Scotland’s two governments have published conflicting reports on the economic impact of independence in a bid to persuade voters to back them in September’s referendum.
First Minister Alex Salmond declared it was a “watershed moment” in the campaign as he said people could be £1,000 a year better off in 15 years as a result of an “independence bonus”.
But Chief Secretary to the Treasury Danny Alexander branded that a “bogus bonus” as he said remaining in the union would give everyone in Scotland an annual £1,400 “UK dividend”.
The UK Government minister visited Edinburgh to make his case as the Treasury published a new report assessing the fiscal position of an independent Scotland over the period from 2016 to 2035-36.
At the same time Mr Salmond unveiled a rival publication which claimed an independent Scotland could be £5bn a year better off in 15 years’ time without having to raise taxes.
The London and Edinburgh administrations also clashed over figures which Mr Salmond claimed showed the Treasury had been “caught red-handed trying to cook the books”.
Analysis released in advance had cited a possible cost of £2.7bn for setting up a new state, but Professor Patrick Dunleavy, of the London School of Economics, told the Financial Times this was “bizarrely inaccurate”.
Mr Alexander insisted Prof Dunleavy’s work was not part of the Treasury report.

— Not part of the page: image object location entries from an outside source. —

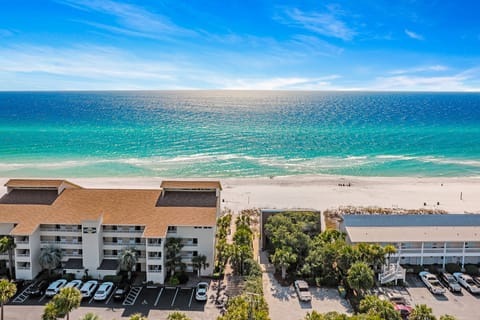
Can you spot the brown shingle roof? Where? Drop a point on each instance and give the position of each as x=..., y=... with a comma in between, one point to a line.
x=192, y=184
x=40, y=183
x=116, y=206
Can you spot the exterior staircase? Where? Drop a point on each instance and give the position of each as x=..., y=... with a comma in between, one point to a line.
x=392, y=272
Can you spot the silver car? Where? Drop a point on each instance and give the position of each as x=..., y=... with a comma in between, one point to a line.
x=303, y=291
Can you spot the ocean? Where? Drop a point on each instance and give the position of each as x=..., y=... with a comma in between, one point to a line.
x=238, y=134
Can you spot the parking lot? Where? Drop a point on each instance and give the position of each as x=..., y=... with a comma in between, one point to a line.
x=463, y=306
x=140, y=299
x=283, y=302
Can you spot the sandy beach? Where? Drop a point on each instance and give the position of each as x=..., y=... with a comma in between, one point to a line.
x=455, y=195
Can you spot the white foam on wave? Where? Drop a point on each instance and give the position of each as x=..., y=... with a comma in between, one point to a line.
x=294, y=165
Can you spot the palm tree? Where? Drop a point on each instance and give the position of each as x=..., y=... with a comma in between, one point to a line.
x=240, y=253
x=50, y=311
x=7, y=245
x=177, y=316
x=389, y=250
x=173, y=246
x=447, y=317
x=360, y=277
x=67, y=300
x=373, y=305
x=283, y=258
x=422, y=312
x=200, y=262
x=90, y=316
x=128, y=260
x=50, y=258
x=7, y=290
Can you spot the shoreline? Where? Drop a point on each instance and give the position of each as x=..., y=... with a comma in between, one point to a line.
x=320, y=192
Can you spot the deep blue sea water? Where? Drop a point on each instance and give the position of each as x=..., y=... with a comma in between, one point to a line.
x=238, y=134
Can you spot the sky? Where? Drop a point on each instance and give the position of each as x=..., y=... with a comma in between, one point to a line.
x=263, y=45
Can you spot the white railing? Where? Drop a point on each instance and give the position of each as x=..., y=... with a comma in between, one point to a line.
x=60, y=242
x=391, y=273
x=60, y=229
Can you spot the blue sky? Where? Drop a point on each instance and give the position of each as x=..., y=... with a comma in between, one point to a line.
x=300, y=45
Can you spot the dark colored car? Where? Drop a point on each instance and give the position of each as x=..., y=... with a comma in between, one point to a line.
x=121, y=292
x=38, y=289
x=450, y=282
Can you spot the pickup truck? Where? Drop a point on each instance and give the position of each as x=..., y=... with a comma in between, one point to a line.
x=467, y=282
x=431, y=282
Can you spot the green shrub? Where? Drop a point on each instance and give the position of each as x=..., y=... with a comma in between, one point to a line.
x=174, y=281
x=69, y=276
x=453, y=267
x=434, y=268
x=471, y=269
x=113, y=278
x=182, y=277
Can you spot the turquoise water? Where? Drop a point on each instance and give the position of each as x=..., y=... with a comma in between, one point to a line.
x=238, y=134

Meanwhile, the First Minister said no detailed work has been done by the Scottish Government to work out its own total figure for the cost of independence.

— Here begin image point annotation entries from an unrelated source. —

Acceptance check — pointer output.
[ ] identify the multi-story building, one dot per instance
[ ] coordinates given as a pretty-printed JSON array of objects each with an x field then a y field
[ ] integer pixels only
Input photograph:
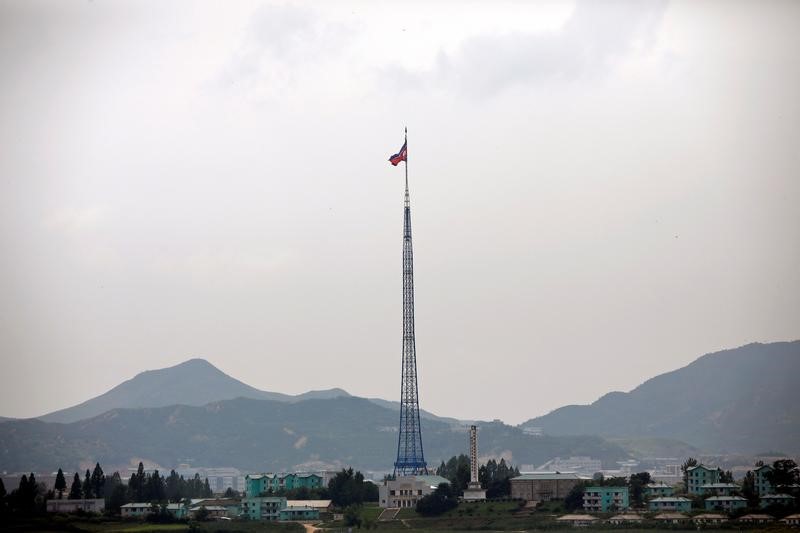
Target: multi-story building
[
  {"x": 775, "y": 499},
  {"x": 90, "y": 505},
  {"x": 718, "y": 489},
  {"x": 762, "y": 485},
  {"x": 262, "y": 484},
  {"x": 701, "y": 475},
  {"x": 670, "y": 503},
  {"x": 544, "y": 486},
  {"x": 604, "y": 499},
  {"x": 405, "y": 491},
  {"x": 725, "y": 503},
  {"x": 263, "y": 507},
  {"x": 579, "y": 464},
  {"x": 658, "y": 490}
]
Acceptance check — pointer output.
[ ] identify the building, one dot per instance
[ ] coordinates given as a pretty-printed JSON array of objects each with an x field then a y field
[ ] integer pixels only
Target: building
[
  {"x": 577, "y": 520},
  {"x": 671, "y": 518},
  {"x": 263, "y": 507},
  {"x": 775, "y": 499},
  {"x": 263, "y": 484},
  {"x": 92, "y": 505},
  {"x": 670, "y": 503},
  {"x": 762, "y": 485},
  {"x": 756, "y": 519},
  {"x": 658, "y": 490},
  {"x": 792, "y": 520},
  {"x": 136, "y": 510},
  {"x": 544, "y": 486},
  {"x": 725, "y": 503},
  {"x": 718, "y": 489},
  {"x": 177, "y": 510},
  {"x": 303, "y": 512},
  {"x": 405, "y": 491},
  {"x": 583, "y": 465},
  {"x": 709, "y": 518},
  {"x": 625, "y": 519},
  {"x": 700, "y": 475},
  {"x": 605, "y": 499}
]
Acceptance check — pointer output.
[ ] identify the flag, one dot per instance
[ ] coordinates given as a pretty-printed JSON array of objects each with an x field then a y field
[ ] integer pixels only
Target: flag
[{"x": 399, "y": 156}]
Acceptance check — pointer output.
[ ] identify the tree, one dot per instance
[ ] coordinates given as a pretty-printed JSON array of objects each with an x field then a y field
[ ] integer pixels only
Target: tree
[
  {"x": 687, "y": 464},
  {"x": 749, "y": 489},
  {"x": 439, "y": 501},
  {"x": 61, "y": 484},
  {"x": 784, "y": 473},
  {"x": 98, "y": 481},
  {"x": 87, "y": 485},
  {"x": 75, "y": 489}
]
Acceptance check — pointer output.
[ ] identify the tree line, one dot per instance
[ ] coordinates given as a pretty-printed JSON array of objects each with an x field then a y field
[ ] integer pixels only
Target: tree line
[{"x": 30, "y": 496}]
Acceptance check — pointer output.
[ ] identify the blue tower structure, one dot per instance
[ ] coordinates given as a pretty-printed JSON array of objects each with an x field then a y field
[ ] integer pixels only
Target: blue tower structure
[{"x": 410, "y": 457}]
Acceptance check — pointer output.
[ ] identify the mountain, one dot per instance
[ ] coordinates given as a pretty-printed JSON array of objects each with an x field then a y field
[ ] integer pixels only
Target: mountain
[
  {"x": 194, "y": 382},
  {"x": 265, "y": 435},
  {"x": 741, "y": 400}
]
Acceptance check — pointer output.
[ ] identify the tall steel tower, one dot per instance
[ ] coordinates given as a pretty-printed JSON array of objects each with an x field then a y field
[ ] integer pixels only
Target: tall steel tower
[{"x": 410, "y": 458}]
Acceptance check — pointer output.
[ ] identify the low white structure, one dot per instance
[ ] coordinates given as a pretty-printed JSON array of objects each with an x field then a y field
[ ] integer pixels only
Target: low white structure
[
  {"x": 91, "y": 505},
  {"x": 406, "y": 491}
]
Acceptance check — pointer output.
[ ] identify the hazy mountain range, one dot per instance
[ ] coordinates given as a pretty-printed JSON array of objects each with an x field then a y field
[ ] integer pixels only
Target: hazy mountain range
[{"x": 741, "y": 400}]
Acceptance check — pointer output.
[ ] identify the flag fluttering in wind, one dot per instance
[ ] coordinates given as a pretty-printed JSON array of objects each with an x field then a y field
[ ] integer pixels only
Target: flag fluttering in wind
[{"x": 399, "y": 156}]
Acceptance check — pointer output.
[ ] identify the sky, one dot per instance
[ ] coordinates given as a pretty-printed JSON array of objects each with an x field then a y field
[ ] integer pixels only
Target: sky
[{"x": 601, "y": 192}]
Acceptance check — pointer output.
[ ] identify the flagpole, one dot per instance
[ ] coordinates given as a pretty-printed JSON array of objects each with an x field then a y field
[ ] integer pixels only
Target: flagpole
[{"x": 406, "y": 161}]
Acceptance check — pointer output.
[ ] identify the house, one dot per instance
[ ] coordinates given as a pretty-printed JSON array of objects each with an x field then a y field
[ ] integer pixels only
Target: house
[
  {"x": 700, "y": 475},
  {"x": 762, "y": 485},
  {"x": 177, "y": 510},
  {"x": 604, "y": 499},
  {"x": 136, "y": 510},
  {"x": 718, "y": 489},
  {"x": 304, "y": 512},
  {"x": 670, "y": 503},
  {"x": 657, "y": 490},
  {"x": 792, "y": 520},
  {"x": 90, "y": 505},
  {"x": 622, "y": 519},
  {"x": 671, "y": 518},
  {"x": 725, "y": 503},
  {"x": 756, "y": 519},
  {"x": 577, "y": 520},
  {"x": 544, "y": 486},
  {"x": 405, "y": 491},
  {"x": 775, "y": 499},
  {"x": 709, "y": 518}
]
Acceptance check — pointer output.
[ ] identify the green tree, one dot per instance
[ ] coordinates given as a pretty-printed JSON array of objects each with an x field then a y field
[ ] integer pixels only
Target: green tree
[
  {"x": 687, "y": 464},
  {"x": 76, "y": 489},
  {"x": 439, "y": 501},
  {"x": 87, "y": 486},
  {"x": 98, "y": 481},
  {"x": 61, "y": 484}
]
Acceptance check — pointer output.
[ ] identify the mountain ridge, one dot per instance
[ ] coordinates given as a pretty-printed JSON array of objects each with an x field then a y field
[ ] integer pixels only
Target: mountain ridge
[{"x": 735, "y": 400}]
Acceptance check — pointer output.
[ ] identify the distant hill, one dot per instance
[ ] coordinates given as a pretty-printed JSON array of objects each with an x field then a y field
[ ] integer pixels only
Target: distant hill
[
  {"x": 265, "y": 435},
  {"x": 741, "y": 400},
  {"x": 193, "y": 382}
]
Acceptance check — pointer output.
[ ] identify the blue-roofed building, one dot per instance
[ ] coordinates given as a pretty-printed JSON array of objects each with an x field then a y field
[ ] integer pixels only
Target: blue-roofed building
[
  {"x": 670, "y": 503},
  {"x": 725, "y": 503}
]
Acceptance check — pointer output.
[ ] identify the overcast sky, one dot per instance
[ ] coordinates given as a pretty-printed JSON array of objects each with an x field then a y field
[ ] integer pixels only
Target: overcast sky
[{"x": 601, "y": 192}]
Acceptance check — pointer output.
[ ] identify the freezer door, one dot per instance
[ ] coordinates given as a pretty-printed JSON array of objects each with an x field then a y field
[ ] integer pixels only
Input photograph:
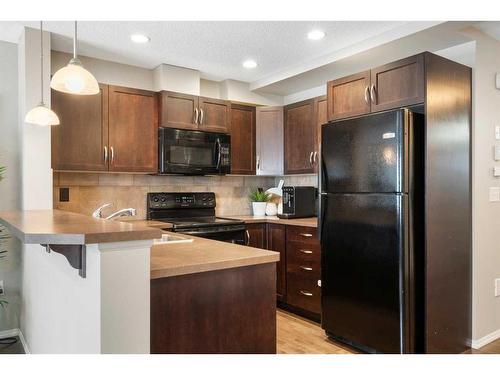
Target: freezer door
[
  {"x": 365, "y": 154},
  {"x": 362, "y": 256}
]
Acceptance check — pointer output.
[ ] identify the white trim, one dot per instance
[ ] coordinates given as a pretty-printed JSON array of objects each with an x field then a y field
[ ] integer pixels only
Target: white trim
[
  {"x": 9, "y": 333},
  {"x": 485, "y": 340},
  {"x": 23, "y": 341},
  {"x": 15, "y": 332}
]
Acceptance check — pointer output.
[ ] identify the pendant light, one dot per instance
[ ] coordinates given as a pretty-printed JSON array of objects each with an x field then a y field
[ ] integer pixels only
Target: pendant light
[
  {"x": 41, "y": 115},
  {"x": 74, "y": 78}
]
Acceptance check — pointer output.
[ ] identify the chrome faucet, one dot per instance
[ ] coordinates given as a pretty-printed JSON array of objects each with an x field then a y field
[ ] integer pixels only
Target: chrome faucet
[{"x": 123, "y": 212}]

He said: “Westminster’s figures have been blown to pieces as they have been disowned by the very experts the Treasury were citing, while we have set out the positive case for an economically successful independent Scotland.
“Mr Alexander’s figures are in meltdown, and the Treasury have been left without a single shred of credibility.”
Mr Alexander argued that leaving the UK would mean lower tax revenues north of the border and increased public spending, as he challenged Mr Salmond to “come clean that there is a significant cost to setting up a new state”.
He said a separate Scotland could face higher interest payments on government debts, at the same time as it had to deal with declining oil revenues and an ageing population.